The actions of citizens affect what governments do. Panelist Elisa Chae of Cornell Water Resources Institute/NYS DEC Hudson River Estuary Program talked about the importance of being proactive over reactive. She talked about the regulations on water as it makes its way from underground aquifers to the finished product flowing from our tap. Many people don't know where tap water comes from because there haven't been many newsworthy issues, but these stories are emerging as development increases, notably water problems in Hoosick Falls, Flint and Long Island. Chae said better technology enables researchers to detect substances before human impact catches up. She stressed that now is the time for communities to voice gaps and needs and that there is funding available to help people better understand and react to issues.

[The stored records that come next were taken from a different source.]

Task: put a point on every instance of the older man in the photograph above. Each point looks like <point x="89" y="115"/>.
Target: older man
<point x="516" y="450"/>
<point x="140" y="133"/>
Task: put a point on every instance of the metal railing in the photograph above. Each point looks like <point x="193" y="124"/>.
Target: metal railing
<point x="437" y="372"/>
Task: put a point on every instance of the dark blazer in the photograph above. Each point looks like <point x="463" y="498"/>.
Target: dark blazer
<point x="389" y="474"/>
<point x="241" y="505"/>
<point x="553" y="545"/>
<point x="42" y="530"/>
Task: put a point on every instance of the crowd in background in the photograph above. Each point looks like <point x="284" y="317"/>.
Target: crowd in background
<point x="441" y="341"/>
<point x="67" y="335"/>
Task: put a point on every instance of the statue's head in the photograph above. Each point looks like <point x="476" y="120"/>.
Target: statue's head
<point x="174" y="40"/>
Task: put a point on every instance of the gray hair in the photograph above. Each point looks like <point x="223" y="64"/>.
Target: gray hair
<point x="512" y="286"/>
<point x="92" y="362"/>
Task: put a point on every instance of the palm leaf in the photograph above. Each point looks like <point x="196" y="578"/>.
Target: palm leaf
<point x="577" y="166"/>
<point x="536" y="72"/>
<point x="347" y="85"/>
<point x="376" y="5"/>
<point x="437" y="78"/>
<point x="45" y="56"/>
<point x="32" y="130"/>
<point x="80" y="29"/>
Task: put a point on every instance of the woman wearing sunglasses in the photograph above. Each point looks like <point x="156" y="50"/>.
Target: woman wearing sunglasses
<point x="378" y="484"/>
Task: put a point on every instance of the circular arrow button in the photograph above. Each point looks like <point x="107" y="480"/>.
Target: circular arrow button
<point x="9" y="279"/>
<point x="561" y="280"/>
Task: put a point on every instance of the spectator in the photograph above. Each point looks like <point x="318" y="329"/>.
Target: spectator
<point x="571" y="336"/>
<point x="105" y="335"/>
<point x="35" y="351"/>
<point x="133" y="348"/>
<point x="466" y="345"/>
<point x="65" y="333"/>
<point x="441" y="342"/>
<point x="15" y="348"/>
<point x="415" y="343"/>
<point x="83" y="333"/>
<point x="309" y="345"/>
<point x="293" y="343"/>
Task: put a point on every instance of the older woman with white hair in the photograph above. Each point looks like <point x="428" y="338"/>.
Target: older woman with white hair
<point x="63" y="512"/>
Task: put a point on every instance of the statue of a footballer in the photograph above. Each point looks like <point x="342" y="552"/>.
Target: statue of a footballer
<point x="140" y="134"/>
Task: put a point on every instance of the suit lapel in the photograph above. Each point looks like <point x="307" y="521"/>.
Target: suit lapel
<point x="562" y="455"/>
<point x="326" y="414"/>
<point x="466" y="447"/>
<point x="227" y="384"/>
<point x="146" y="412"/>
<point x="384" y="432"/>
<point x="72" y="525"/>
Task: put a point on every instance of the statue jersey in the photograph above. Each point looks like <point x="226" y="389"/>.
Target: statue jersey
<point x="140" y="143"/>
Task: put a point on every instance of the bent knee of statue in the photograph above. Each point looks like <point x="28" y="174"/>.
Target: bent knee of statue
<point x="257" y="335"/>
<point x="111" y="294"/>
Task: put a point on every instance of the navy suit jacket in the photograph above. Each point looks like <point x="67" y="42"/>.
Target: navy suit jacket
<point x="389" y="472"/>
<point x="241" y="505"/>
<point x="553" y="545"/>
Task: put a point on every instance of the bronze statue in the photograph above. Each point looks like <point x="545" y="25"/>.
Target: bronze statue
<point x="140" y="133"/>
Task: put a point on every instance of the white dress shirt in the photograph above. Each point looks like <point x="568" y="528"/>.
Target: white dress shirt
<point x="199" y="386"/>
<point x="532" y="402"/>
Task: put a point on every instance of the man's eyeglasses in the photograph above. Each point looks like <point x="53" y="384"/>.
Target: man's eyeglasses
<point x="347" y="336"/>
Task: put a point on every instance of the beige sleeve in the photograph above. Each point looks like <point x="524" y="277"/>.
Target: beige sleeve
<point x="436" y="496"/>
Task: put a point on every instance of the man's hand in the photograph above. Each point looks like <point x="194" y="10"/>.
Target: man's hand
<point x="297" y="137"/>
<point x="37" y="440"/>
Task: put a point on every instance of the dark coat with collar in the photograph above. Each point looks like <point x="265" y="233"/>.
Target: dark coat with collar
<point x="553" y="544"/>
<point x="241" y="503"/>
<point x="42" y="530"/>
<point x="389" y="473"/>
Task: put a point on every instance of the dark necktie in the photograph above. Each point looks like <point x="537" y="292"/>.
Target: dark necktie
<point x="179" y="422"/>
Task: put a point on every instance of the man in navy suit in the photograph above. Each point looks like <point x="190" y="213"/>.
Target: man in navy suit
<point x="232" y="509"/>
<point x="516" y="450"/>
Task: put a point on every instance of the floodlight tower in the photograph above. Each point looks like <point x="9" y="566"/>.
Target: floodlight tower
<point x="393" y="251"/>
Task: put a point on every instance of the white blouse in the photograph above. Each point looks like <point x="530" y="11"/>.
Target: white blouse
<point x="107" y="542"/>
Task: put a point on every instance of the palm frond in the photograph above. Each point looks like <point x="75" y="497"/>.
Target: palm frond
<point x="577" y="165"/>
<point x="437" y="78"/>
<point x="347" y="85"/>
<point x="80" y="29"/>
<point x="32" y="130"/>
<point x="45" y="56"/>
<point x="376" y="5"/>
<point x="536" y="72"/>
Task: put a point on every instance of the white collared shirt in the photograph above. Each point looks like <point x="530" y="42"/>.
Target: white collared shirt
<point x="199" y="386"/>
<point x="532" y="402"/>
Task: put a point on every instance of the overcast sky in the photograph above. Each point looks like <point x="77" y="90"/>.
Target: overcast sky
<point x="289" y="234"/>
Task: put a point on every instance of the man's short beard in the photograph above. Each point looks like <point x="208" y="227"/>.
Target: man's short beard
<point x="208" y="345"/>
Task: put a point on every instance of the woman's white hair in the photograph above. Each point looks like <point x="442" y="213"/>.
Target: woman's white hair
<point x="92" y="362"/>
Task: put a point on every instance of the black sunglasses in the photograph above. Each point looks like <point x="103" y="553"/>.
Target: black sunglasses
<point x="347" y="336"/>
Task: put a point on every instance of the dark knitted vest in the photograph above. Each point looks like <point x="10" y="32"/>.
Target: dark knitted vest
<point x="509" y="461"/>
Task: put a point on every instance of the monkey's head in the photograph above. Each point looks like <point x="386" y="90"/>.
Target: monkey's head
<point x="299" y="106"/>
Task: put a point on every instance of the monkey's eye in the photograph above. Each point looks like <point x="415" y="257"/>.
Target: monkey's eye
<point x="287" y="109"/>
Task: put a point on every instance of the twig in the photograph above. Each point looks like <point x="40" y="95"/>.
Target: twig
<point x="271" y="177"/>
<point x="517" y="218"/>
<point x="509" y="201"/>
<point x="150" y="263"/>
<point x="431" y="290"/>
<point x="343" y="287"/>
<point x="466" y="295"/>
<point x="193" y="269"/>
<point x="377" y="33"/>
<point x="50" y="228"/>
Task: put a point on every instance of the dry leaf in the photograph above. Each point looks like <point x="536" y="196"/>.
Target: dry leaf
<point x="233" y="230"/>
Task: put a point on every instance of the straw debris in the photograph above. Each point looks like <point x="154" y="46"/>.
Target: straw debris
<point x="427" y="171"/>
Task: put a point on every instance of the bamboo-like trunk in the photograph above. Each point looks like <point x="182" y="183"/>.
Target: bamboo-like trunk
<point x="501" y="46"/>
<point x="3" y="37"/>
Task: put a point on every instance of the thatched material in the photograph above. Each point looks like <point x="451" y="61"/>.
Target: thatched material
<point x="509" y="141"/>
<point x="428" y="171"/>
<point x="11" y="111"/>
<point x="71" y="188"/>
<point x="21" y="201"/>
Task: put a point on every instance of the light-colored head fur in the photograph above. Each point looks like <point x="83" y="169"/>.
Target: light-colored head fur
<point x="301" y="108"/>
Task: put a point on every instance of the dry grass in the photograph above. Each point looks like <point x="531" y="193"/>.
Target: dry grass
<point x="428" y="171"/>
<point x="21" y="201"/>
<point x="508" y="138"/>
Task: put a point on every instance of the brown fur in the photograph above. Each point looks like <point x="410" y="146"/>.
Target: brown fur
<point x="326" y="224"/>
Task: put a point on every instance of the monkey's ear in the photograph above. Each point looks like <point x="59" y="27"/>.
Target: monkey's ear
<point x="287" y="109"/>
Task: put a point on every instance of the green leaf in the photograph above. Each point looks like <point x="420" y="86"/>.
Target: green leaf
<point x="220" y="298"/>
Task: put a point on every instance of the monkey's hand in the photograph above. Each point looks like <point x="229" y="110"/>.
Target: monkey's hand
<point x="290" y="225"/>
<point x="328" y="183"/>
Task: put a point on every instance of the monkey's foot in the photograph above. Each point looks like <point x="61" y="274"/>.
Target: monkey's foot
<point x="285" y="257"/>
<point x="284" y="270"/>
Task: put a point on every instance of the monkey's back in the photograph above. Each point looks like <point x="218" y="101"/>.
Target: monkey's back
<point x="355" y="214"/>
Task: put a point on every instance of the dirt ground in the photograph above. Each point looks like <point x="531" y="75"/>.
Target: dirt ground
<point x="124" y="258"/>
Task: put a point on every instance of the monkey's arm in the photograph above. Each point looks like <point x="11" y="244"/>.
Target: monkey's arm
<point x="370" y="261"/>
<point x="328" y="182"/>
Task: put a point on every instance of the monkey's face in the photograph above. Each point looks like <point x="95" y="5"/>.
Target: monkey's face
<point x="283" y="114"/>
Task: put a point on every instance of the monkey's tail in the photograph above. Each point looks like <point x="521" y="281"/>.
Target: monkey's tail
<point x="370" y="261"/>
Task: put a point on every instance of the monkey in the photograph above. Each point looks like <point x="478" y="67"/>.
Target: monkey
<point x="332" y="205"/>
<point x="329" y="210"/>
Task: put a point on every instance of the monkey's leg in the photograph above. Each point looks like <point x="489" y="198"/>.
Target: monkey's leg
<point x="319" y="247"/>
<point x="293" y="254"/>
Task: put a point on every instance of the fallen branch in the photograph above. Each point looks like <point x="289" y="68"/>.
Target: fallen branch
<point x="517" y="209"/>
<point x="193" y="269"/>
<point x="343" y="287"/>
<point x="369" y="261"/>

Panelist and hydrogeologist Rusell Urban-Mead of the Chazen Companies explained precipitation. Of the region's snow/rainfall, half supports plants and half sinks into the ground. Climate models indicate in the future we will get this much or more in the future. Paul Gallay from Riverkeeper talked about pharmaceutical disposal within households and plastic reside from plastic bottles. Each winter water sources face contamination from road salt and a panelist recommended a special report on road salt published in 2010 by the Cary Institute in Millbrook, NY
After lunch participants could choose breakout sessions on the areas of Newburgh, Phillipstown, and Beacon. Peter Smith led the Newburgh group with a watershed map and an overview of permits and profits of its industry invaders. The Beacon group was led by City Council member Lee Kyriacou and Asher Pacht of Beacon Institute for Rivers and Estuaries/Beacon Conservation Advisory Committtee. It was interstingto learn about the nearby correctional facility's water use and how Beacon must purchase it's water from outside its city.
How does this information get to the public? Participation is critical. Citizen attendance at government meetings has meaning. Thinking to ourselves that it'll work out in the end isn't solving problems. Panelist Paul Gallay of Riverkeeper was leaving for China a few days later where he was, coincidentally, presenting about the power of public engagement and its effect on policy.